# Named Entity Recognition - Data Preprocessing

Brief Introduction : 
- https://en.wikipedia.org/wiki/Named-entity_recognition
- https://towardsdatascience.com/contextual-embeddings-for-nlp-sequence-labeling-9a92ba5a6cf0
- https://cs230.stanford.edu/blog/namedentity/


### 1) Importing the libraries

In [0]:
import numpy as np
import pandas as pd
import matplotlib.pyplot as plt
import torch
import torch.nn as nn
import torch.functional as F
import nltk
import spacy
import math

### 2) Reading input file

In [2]:
from google.colab import drive
drive.mount('/content/drive')

Drive already mounted at /content/drive; to attempt to forcibly remount, call drive.mount("/content/drive", force_remount=True).


In [0]:
# ner_dataset does not have utf-8 encoding,running this line will give errors
# uncomment it to see errors
# df = pd.read_csv('drive/My Drive/Datasets/ner_dataset.csv',encoding='utf-8') 

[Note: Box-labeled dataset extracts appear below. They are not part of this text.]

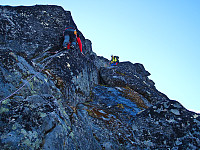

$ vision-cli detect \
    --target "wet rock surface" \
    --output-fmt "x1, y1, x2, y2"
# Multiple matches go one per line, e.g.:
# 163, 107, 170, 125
0, 5, 200, 150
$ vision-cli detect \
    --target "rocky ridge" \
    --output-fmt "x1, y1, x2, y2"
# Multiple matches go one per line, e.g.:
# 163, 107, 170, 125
0, 5, 200, 150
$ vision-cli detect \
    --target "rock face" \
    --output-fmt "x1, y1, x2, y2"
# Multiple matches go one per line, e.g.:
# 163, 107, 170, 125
0, 5, 200, 150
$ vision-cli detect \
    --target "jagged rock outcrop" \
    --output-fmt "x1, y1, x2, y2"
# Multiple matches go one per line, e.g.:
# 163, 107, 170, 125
0, 5, 200, 150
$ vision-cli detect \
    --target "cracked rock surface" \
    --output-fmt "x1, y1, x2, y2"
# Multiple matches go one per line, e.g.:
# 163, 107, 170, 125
0, 5, 200, 150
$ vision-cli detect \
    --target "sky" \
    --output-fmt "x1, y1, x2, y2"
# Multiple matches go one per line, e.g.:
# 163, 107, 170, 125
0, 0, 200, 113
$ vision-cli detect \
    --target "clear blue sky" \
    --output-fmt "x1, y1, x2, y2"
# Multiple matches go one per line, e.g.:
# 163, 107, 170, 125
0, 0, 200, 112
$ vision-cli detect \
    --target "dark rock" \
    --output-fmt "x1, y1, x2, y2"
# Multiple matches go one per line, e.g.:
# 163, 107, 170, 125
0, 5, 200, 150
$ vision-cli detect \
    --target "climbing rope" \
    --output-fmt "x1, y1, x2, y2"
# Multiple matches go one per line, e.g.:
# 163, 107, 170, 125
0, 48, 63, 104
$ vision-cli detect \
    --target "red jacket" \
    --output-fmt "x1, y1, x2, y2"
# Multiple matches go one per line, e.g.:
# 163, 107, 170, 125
76, 36, 82, 53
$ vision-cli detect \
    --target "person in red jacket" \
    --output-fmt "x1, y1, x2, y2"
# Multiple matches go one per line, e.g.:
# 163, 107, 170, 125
63, 26, 83, 54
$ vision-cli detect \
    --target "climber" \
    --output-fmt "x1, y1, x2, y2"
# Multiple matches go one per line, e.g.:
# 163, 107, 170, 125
63, 26, 83, 54
110, 55, 119, 66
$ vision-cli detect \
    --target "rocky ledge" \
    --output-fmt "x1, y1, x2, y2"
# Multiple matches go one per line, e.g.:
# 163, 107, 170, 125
0, 5, 200, 150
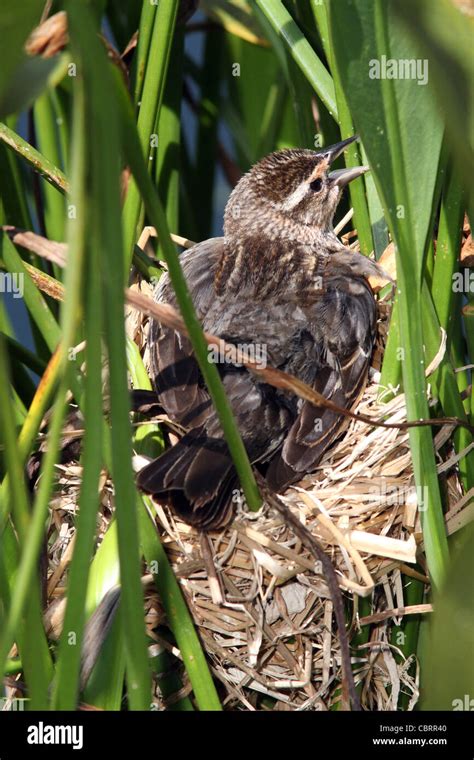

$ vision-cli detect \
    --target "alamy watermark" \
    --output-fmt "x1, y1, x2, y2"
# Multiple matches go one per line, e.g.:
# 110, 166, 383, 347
207, 343, 267, 369
369, 55, 428, 85
0, 272, 25, 298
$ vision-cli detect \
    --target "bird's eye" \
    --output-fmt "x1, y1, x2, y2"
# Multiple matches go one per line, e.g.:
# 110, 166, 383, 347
309, 177, 323, 193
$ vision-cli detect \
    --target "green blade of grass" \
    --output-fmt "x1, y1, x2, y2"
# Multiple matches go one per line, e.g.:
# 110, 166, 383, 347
116, 71, 261, 510
67, 2, 150, 710
251, 0, 337, 120
329, 0, 448, 585
123, 0, 178, 278
138, 496, 221, 710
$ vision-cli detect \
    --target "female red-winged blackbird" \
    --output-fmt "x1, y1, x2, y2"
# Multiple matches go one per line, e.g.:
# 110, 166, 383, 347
138, 137, 386, 530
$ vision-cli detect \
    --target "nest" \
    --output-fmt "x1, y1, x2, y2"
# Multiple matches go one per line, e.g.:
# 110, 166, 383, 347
36, 284, 472, 711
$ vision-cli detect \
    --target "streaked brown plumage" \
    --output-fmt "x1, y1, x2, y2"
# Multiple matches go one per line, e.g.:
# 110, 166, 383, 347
138, 138, 386, 530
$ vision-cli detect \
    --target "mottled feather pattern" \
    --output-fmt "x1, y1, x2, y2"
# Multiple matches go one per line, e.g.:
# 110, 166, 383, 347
138, 146, 382, 530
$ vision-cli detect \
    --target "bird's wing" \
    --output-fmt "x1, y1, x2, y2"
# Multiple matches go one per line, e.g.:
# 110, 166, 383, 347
266, 274, 376, 490
149, 238, 224, 427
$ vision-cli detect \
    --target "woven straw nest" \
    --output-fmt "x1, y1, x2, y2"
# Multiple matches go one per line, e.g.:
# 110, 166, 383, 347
42, 255, 472, 710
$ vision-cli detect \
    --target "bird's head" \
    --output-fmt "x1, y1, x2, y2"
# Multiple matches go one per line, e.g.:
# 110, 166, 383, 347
224, 136, 368, 237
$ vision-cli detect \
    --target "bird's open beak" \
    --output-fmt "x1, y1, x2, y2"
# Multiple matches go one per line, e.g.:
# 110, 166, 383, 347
316, 135, 359, 164
328, 166, 369, 187
317, 135, 369, 188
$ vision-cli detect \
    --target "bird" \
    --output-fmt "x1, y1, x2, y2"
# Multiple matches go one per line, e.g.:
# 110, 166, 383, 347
137, 135, 383, 531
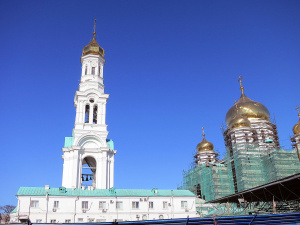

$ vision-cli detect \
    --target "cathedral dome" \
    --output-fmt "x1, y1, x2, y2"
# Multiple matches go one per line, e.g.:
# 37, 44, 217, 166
82, 32, 104, 57
228, 114, 251, 129
225, 92, 270, 126
196, 127, 214, 152
197, 137, 214, 152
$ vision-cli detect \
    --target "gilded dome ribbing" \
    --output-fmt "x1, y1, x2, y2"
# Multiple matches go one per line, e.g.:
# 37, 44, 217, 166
225, 76, 270, 126
82, 19, 104, 57
228, 114, 251, 129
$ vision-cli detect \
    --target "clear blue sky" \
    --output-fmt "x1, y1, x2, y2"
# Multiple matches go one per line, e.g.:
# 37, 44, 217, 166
0, 0, 300, 205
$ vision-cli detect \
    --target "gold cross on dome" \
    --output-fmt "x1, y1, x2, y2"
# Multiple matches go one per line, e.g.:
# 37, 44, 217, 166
202, 127, 205, 138
238, 75, 244, 94
234, 99, 239, 112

Solving the above error : https://stackoverflow.com/questions/21504319/python-3-csv-file-giving-unicodedecodeerror-utf-8-codec-cant-decode-byte-err

- Here, it can be noted that our file has an encoding of `windows-1252` . So, we will use this only.
- Source where I found about this file's encoding : https://github.com/cs230-stanford/cs230-code-examples/blob/master/pytorch/nlp/build_kaggle_dataset.py

In [0]:
df = pd.read_csv('drive/My Drive/Pytorch_DataSet/Named Entity Recognition/ner_dataset.csv',encoding='windows-1252')

In [5]:
df.head()

Unnamed: 0,Sentence #,Word,POS,Tag
0,Sentence: 1,Thousands,NNS,O
1,,of,IN,O
2,,demonstrators,NNS,O
3,,have,VBP,O
4,,marched,VBN,O


In [6]:
#printing rows from 60 to 120
df.loc[90:100]

Unnamed: 0,Sentence #,Word,POS,Tag
90,,the,DT,O
91,,annual,JJ,O
92,,conference,NN,O
93,,of,IN,O
94,,Britain,NNP,B-geo
95,,'s,POS,O
96,,ruling,VBG,O
97,,Labor,NNP,B-org
98,,Party,NNP,I-org
99,,in,IN,O


In [7]:
len(df)

1048575

In [8]:
df.describe()

Unnamed: 0,Sentence #,Word,POS,Tag
count,47959,1048575,1048575,1048575
unique,47959,35178,42,17
top,Sentence: 27660,the,NN,O
freq,1,52573,145807,887908


In [9]:
df.info()

<class 'pandas.core.frame.DataFrame'>
RangeIndex: 1048575 entries, 0 to 1048574
Data columns (total 4 columns):
 #   Column      Non-Null Count    Dtype 
---  ------      --------------    ----- 
 0   Sentence #  47959 non-null    object
 1   Word        1048575 non-null  object
 2   POS         1048575 non-null  object
 3   Tag         1048575 non-null  object
dtypes: object(4)
memory usage: 32.0+ MB


## 3) Forming sentences and labels

In [0]:
a = df['Word'].tolist()
sentences = ' '.join(a)

In [0]:
#sentences

On seeing this dataset, we have to convert it into 2 text files, one contains sentences and other contains labels.

Example :

      sentences.txt

      John lives in New York
      Where is John ?

      labels.txt
      
      B-PER O O B-LOC I-LOC
      O O B-PER O

On having a closer look at dataset, we know that first columns corresponds to sentence numbers and we can use them as if we work on string `sentences` that we have to consider every punctuation for sentence ending if we write our own code. But it can be done using nltk or spacy sentences option,but then we will have another problem as tagging these sentences.


In [12]:
df.columns

Index(['Sentence #', 'Word', 'POS', 'Tag'], dtype='object')

In [0]:
#sentences

In [0]:
tag = ' '.join(df['Tag'].tolist())
#tag

In [0]:
nlp = spacy.load('en')

In [0]:
import warnings
warnings.filterwarnings('ignore')


Below line will show text limit error : 

      ValueError: [E088] Text of length 6053799 exceeds maximum of 1000000. 
      The v2.x parser and NER models require roughly 1GB of temporary memory per 100,000 characters in the input.
      This means long texts may cause memory allocation errors. 
      If you're not using the parser or NER, it's probably safe to increase the `nlp.max_length` limit.
      The limit is in number of characters, so you can check whether your inputs are too long by checking `len(text)`.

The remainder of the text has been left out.